While I support the amendments in this group as making a big improvement on the current situation, I do not think they go far enough to deal with DHSC short-termism. The noble Lord, Lord Patel, mentioned the House of Lords Select Committee that reported in 2017. Much more should be done because, as my noble friend Lord Stevens eloquently described, we may not be able to trust any Government to keep their mind consistently on this issue. History is not terribly reassuring on that. I am not making a party-political point; across the parties, there is a danger that we lose sight of this issue when it becomes inconvenient. Even a well-intentioned Health Secretary can be subdued by his colleagues in the Cabinet—I mention no particular names or offices.

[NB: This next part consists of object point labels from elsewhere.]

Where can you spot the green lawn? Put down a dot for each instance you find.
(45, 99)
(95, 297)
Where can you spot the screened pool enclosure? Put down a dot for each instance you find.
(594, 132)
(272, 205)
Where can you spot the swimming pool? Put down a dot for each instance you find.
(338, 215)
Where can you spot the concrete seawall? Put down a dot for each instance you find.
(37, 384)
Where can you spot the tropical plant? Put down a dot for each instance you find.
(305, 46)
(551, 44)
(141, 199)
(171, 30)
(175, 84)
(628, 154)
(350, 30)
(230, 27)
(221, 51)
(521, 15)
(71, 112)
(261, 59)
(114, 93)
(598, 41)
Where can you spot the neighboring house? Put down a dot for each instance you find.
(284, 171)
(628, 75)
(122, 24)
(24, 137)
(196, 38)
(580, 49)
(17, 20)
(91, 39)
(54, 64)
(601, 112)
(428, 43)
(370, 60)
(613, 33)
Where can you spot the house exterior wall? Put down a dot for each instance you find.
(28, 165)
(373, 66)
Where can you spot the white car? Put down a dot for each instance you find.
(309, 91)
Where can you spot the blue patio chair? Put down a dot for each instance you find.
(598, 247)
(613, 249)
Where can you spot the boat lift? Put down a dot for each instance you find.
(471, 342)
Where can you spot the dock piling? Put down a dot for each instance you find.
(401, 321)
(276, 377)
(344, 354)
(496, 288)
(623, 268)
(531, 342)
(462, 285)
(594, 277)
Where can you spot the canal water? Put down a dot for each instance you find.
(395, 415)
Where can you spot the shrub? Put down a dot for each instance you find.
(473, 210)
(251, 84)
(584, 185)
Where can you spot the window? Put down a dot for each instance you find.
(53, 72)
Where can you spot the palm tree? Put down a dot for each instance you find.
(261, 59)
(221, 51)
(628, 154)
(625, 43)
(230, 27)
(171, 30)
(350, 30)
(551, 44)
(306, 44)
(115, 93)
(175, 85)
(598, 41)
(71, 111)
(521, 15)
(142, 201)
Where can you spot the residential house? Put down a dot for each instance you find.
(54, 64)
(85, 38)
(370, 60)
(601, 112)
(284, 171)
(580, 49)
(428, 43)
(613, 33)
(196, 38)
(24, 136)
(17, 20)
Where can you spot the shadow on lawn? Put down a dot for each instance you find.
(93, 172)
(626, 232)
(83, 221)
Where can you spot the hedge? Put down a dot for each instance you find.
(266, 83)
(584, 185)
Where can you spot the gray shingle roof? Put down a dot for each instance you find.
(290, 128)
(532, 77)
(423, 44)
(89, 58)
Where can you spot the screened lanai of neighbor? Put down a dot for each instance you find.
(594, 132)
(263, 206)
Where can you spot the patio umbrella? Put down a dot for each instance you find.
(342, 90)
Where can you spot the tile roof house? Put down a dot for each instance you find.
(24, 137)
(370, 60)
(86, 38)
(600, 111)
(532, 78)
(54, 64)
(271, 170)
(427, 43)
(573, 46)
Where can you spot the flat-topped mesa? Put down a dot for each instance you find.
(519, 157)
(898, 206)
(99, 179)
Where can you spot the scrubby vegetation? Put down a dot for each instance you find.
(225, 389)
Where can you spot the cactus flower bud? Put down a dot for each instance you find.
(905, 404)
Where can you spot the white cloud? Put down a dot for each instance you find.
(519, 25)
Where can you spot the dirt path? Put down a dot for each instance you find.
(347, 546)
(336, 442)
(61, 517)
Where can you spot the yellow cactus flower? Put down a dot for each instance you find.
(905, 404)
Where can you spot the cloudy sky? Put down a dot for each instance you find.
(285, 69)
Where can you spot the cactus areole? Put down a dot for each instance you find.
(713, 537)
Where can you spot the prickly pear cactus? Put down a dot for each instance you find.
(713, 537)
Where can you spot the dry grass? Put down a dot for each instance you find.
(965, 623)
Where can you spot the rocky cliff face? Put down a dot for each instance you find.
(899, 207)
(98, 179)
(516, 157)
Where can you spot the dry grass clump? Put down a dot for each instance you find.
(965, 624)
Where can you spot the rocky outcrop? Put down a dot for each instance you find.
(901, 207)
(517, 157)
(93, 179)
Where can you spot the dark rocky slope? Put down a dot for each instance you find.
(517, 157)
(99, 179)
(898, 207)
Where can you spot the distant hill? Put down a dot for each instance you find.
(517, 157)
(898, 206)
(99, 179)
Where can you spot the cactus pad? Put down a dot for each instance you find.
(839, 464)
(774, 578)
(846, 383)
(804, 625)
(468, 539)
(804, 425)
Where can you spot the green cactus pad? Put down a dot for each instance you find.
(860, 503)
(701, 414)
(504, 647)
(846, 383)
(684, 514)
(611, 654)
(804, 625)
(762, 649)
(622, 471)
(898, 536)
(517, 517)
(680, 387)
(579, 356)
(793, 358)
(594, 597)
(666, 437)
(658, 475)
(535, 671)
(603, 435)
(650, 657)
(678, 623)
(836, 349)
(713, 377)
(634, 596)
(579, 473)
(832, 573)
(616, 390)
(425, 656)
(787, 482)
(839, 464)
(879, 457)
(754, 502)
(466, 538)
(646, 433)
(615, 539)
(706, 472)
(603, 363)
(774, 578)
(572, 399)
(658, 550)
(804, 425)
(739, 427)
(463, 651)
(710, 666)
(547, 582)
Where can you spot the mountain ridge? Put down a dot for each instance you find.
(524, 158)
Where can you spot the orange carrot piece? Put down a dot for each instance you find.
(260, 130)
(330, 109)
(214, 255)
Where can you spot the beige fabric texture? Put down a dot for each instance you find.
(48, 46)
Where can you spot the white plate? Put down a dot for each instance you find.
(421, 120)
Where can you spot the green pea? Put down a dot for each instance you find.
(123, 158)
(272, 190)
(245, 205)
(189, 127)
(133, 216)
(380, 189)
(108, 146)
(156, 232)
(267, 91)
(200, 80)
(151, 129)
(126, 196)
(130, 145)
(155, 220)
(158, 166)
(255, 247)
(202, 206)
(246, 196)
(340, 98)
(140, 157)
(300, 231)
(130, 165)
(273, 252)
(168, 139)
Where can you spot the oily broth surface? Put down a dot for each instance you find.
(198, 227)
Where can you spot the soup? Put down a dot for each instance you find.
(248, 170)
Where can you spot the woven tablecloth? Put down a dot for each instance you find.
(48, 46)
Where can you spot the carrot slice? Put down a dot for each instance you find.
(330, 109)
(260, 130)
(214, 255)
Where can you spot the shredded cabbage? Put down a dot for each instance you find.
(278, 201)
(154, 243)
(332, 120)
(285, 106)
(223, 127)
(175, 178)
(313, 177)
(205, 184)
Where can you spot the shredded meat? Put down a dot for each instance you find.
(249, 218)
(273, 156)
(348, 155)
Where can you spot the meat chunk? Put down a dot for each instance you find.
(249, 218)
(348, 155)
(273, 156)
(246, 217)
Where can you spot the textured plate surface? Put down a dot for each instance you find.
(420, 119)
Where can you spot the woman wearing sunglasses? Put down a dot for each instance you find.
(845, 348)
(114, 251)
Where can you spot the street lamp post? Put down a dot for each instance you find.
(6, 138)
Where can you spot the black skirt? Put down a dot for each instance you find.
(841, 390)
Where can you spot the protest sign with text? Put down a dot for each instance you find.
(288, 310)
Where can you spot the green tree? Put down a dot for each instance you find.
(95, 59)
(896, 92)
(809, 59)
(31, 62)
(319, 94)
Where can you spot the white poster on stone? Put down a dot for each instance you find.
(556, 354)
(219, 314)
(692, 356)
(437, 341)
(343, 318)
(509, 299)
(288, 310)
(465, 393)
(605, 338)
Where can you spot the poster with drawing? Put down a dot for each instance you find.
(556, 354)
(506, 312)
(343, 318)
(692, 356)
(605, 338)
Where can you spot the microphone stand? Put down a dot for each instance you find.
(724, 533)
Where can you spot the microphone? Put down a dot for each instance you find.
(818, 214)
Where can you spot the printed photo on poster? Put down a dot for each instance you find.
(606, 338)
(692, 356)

That is why I have tabled Amendment 285, which talks about establishing an office of health and care sustainability which would bring together the issues of money and workforce planning. It basically implements a recommendation from the 2017 Select Committee report and is based on the experience of the Office for Budget Responsibility. The noble Lords, Lord Patel and Lord Kakkar, have tabled a similar but slightly less detailed amendment with Amendment 286. Between now and when we reach those amendments, we need to consider whether we are confident that amending the Bill to rely on the Secretary of State doing the right thing, without some independent outside influence, is the right way forward. We want to give the Secretary of State the job, but we also want to ensure that he does it. I mention, if I dare, that the amendment proposed by that 2017 report was put to Jeremy Hunt, who did not act on it—though I am pleased to see that the sinner has repented and decided that there was perhaps some merit in having a national body to look at this kind of issue.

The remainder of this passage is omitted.